Por otro lado, durante su mandato y con especial énfasis desde que asumió plenos poderes, Saíed, en un estilo que nos resulta familiar, ha pedido a farmacéuticos que bajen precios en este período tan violento de crisis sanitaria, que se compadezcan del sufrimiento de sus vecinos, sus “hermanos”. Aunque también ha calificado de “ladrones” a quienes “robaron al país antes del 15 de enero de 2011”, fecha del derrocamiento del tirano Ben Alí —inició de la primavera árabe— y ha exigido, a ciertos hombres de negocios, que “devuelvan lo robado al pueblo”. Una retórica, esta, de condenas y de amenazas, que tiene paralizado al mundo de los negocios.

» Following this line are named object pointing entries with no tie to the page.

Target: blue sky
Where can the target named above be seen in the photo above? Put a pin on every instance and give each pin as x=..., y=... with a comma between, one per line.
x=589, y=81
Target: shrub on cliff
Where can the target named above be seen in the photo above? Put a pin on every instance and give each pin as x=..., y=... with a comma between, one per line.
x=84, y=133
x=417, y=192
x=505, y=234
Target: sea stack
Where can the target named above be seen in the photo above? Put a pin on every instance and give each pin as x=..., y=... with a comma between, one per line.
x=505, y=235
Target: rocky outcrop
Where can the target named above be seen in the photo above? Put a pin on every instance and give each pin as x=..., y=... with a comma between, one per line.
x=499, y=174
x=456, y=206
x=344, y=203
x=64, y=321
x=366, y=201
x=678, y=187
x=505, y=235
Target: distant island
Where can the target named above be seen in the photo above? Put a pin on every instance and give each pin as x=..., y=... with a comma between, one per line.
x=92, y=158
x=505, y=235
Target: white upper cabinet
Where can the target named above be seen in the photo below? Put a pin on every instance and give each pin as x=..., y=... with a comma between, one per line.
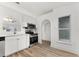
x=16, y=43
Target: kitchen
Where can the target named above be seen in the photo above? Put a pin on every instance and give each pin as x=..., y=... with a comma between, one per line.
x=51, y=25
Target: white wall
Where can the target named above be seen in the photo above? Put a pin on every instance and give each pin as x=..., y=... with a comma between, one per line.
x=73, y=11
x=46, y=30
x=19, y=17
x=7, y=12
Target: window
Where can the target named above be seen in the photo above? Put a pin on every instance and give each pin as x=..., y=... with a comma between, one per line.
x=64, y=28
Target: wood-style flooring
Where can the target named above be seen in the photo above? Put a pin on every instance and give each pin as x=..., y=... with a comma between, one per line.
x=42, y=50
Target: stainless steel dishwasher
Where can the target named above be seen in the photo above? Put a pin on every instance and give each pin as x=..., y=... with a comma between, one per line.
x=2, y=46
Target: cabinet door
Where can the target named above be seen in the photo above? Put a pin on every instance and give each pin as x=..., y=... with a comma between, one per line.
x=10, y=45
x=23, y=42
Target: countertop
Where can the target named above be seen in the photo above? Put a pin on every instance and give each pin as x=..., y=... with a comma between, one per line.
x=7, y=34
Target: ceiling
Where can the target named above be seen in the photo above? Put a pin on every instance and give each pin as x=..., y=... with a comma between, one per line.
x=39, y=8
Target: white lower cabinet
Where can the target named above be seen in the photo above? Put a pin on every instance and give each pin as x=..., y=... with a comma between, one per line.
x=22, y=42
x=16, y=43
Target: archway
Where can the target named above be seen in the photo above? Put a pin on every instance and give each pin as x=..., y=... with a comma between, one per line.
x=46, y=32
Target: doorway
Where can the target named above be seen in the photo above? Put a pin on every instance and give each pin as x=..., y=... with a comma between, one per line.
x=46, y=33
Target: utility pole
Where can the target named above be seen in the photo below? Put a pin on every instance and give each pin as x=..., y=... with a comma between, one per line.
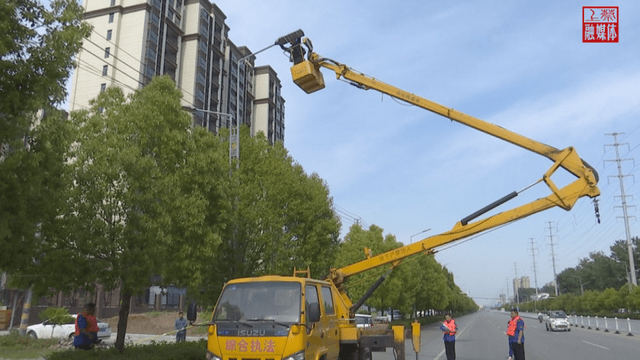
x=632, y=266
x=535, y=274
x=553, y=261
x=515, y=283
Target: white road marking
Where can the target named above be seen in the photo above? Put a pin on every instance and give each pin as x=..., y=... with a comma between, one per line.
x=600, y=346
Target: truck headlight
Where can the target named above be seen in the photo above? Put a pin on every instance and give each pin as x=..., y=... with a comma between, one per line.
x=297, y=356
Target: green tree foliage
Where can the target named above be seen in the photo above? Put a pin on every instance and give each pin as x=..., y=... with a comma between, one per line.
x=432, y=290
x=352, y=250
x=419, y=282
x=147, y=193
x=54, y=315
x=36, y=56
x=279, y=217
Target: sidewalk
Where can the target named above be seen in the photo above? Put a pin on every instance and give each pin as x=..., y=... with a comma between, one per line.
x=137, y=339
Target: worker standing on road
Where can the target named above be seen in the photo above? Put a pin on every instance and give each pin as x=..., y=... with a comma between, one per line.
x=515, y=332
x=449, y=328
x=181, y=327
x=86, y=334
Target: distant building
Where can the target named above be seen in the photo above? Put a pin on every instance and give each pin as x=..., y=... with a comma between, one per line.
x=134, y=40
x=540, y=296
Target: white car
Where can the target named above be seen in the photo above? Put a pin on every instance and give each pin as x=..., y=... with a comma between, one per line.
x=46, y=330
x=557, y=320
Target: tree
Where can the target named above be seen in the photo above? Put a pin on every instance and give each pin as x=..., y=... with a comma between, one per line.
x=433, y=281
x=146, y=194
x=352, y=250
x=36, y=57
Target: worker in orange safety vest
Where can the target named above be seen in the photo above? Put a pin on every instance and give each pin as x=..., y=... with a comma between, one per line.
x=515, y=332
x=86, y=334
x=449, y=328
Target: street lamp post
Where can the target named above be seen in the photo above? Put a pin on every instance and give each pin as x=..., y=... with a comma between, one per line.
x=423, y=231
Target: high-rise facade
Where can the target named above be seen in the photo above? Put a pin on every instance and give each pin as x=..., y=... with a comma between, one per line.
x=134, y=40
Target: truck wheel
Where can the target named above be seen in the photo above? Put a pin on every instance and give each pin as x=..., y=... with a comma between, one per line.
x=365, y=354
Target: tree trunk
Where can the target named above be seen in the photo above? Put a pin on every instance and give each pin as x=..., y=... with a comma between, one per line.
x=123, y=317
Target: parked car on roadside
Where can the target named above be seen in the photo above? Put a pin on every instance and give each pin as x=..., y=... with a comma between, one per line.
x=557, y=320
x=47, y=330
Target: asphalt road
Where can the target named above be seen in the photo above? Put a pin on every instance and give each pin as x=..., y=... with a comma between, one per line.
x=481, y=336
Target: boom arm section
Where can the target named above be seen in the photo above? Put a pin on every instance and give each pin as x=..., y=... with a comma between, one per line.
x=306, y=74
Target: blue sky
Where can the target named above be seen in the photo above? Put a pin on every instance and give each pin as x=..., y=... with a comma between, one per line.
x=521, y=65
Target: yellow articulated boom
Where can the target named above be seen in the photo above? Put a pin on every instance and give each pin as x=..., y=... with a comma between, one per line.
x=300, y=318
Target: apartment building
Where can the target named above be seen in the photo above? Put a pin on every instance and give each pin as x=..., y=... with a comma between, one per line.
x=134, y=40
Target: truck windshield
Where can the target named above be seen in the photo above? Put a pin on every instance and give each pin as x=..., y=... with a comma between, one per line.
x=254, y=301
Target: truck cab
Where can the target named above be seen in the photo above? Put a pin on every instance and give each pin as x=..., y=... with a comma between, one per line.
x=275, y=317
x=557, y=320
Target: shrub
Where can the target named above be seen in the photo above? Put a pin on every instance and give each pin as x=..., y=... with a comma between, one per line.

En todo caso, el sismo político en Túnez adquiere tintes dramáticos, por ser la única democracia desde siempre y permanente del mundo árabe, que ha gozado de una constitución moderna desde la época de su primer presidente y orfebre de la independencia, Habib Burguiba; a quien, además, se debe el código civil que consagró la plena igualdad del hombre y la mujer –—algo insólito en los regímenes musulmanes—.

A primera vista este “golpe de Estado” palaciego no se justifica ni se explica, si se toma en cuenta que, en estos 10 años de primavera, en Túnez, el partido musulmán d’Ennahdha gobernó varias veces en cohabitación con formaciones no islámicas y su líder histórico, Rached Ghannouchi ha sido un personaje clave en la política del país: en la actualidad es presidente del parlamento —hoy, como vimos, suspendido en sus funciones por el presidente de la República—.

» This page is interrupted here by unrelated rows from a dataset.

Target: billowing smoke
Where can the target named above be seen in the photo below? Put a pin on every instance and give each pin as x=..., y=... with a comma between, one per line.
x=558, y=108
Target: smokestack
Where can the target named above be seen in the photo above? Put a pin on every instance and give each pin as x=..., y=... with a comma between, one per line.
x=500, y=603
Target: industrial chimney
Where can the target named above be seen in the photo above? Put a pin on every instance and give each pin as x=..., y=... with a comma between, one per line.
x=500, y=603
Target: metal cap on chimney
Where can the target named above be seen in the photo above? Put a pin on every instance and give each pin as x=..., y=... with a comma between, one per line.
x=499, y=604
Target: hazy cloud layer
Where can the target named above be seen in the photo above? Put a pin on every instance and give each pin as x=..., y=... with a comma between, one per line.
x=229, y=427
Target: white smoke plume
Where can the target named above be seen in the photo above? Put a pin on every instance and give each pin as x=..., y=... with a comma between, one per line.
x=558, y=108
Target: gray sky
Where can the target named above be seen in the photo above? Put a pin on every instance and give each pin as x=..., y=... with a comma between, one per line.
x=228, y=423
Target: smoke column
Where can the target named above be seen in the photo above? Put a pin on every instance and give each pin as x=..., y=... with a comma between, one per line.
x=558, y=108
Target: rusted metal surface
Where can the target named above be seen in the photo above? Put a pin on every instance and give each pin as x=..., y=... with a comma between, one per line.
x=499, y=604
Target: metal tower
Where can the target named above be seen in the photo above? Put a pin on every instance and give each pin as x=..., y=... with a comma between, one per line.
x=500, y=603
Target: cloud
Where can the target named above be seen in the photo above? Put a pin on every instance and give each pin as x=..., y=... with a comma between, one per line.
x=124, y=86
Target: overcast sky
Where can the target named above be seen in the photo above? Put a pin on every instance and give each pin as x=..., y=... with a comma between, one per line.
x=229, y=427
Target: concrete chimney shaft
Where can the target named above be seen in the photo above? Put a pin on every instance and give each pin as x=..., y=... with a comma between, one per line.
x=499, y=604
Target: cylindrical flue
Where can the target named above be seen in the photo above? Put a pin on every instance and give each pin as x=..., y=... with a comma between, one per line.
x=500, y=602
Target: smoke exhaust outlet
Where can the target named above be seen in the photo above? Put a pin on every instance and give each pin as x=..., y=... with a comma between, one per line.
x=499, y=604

Los motivos del sismo, sin embargo, son explicados por más de un especialista. Tienen que ver con el mencionado partido islamista, que quizá, como dice un analista tunecino, “estaba preparado para ser oposición, pero no para gobernar”. Y, a fin de cuentas, codirigió durante diez años un país “que va de mal en peor”, con malos, pésimos resultados económicos, encabezado por Rached Ghannouchi y los líderes de su partido, “quienes han perdido todo sentido moral” -dice el expresidente d la república Moncef Marzouki.

El gobierno, con la participación de los islamistas, en armonía con partidos que no eran islamistas, dio una excelente imagen internacional, ampliamente elogiada en occidente, pero cuya realidad era decepcionante desde el punto de vista de eficacia y honestidad y terminó por producir una creciente indignación, en la que se apoyó Kaís Saíed para prescindir de los poderes legislativo y judicial, despedir al primer ministro y actuar él solo como gobierno.

El personaje cuenta, como dije, con el apoyo popular; y, entre especialistas y políticos, cuenta con críticos feroces, pero también con defensores que le otorgan “el beneficio de la duda”. Mientras Saied, ante los temores expresados de que se convierta en dictador, dice, citando al general de Gaulle, que, “a sus 63 años no se había descubierto una vocación de dictador”.

 

¿Si Túnez cae?

Todo retroceso en la democratización de los países islámicos agrava los riesgos de violencia y terrorismo en occidente y en otras latitudes, incluidos los propios países musulmanes, por cierto, víctimas del terrorismo en cuotas mucho mayores que las naciones de otro signo religioso. Es posible que reaparezca el Estado Islámico, actualmente larvado.

La situación es ya grave en particularmente en África saheliana, donde Francia ha fracasado en su campaña política y militar para destruir las células yihadistas que aterrorizan a los países de la región y amenazan con volver a atacar a Europa. Francia está cancelando la operación Barkhane en la que sus fuerzas armadas y las de otros países africanos estaban respondiendo a la ofensiva de la yijad.

Túnez, además, es con el resto de los países del Magreb, la frontera con Europa, al sur del Mediterráneo. Por estas razones, el fracaso de su democracia islámica tendrá graves consecuencias, simbólicas y también reales, tanto en el mundo árabe como en Europa –and beyond.

Finalmente, como se ha dicho, a diez años de distancia, el 14 de enero ha sido un acontecimiento histórico tan importante como la caída del muro de Berlín, pues abrió una brecha en el mundo árabe inmerso en la dictadura.